In 2015, Nabiullina finally started discussing the DIA’s ineffectiveness openly, and the Central Bank also began drafting legislation to entrust bank bailouts to a new agency called the Banking Sector Consolidation Fund (FKBS). The Deposit Insurance Agency was suddenly vulnerable and Nabiullina’s criticisms were well-timed; then Deputy Prime Minister Igor Shuvalov supported her initiative, and others started raising concerns about Valery Miroshnikov, with some officials even taking their worries directly to Alexander Bortnikov, the head of Russia’s Federal Security Service. In 2017, the new legislation took effect, removing the DIA from future bank restructurings.

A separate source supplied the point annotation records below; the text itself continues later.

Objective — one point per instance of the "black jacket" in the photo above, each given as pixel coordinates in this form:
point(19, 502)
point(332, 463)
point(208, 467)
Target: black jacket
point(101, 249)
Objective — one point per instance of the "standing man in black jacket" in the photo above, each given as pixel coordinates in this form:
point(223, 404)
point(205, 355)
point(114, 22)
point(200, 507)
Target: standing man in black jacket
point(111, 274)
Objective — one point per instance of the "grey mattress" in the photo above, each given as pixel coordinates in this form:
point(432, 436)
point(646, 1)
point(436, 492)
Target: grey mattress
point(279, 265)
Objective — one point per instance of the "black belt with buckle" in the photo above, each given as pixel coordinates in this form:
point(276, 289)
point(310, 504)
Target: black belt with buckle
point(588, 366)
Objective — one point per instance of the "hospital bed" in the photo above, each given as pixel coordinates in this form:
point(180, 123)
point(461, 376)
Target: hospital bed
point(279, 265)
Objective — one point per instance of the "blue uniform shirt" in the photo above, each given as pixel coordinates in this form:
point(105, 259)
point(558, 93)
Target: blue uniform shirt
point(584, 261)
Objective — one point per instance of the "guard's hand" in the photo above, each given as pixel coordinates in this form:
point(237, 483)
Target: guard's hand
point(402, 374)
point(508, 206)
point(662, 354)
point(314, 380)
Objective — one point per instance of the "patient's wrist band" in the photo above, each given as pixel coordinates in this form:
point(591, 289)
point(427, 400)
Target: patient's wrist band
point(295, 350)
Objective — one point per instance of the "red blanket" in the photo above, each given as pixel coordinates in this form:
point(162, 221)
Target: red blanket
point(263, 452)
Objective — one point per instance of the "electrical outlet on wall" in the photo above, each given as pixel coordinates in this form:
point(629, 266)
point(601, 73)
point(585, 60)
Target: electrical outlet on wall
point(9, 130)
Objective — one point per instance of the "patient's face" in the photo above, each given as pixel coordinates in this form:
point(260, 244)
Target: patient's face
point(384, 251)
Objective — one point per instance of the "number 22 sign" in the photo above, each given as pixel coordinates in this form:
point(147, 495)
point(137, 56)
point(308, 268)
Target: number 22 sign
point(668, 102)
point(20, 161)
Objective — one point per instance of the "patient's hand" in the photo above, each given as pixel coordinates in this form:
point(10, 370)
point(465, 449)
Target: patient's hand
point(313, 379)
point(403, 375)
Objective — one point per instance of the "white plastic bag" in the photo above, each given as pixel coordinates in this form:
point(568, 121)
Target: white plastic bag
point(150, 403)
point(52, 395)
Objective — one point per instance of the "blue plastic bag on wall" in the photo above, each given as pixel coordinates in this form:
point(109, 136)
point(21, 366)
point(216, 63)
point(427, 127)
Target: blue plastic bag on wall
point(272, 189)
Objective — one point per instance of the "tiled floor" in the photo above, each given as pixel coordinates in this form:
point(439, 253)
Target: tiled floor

In late October 2020, Nabiullina announced that the Central Bank’s rehabilitation efforts in Russia’s banking sector were finally complete. All in all, the campaign cost roughly 7 trillion rubles ($90.1 billion) — 3.8 trillion rubles ($50 billion) of which the Central Bank poured into bailouts through FKBS, including the restructuring of major institutions like “Otkritie,” “B&N Bank,” and “Promsvyazbank.” Insolvency managers and restructured banks themselves have already repaid or are still repaying some of this money.
The Deposit Insurance Agency has been booted from handling new bailouts, but it’s still managing the reorganizations it started before the Banking Sector Consolidation Fund took over. The DIA is still responsible for compensating depositors and liquidating banks, but the agency now faces new restrictions. Following the outcry about the exorbitant fees paid to outside lawyers, the DIA has started hiring in-house attorneys. Russia’s Federal Antimonopoly Service, moreover, is advocating legislation that would force the DIA to adopt more transparent accreditation procedures for its contractors.
Despite the serious corruption allegations against his former subordinate, Yuri Isayev has emerged unscathed. In August 2020, President Putin even pinned a medal on him. A very different welcome awaits Valery Miroshnikov, should he ever set foot again in Russia. A source in the federal government told Meduza that Miroshnikov was written off as a criminal, the moment he fled the country.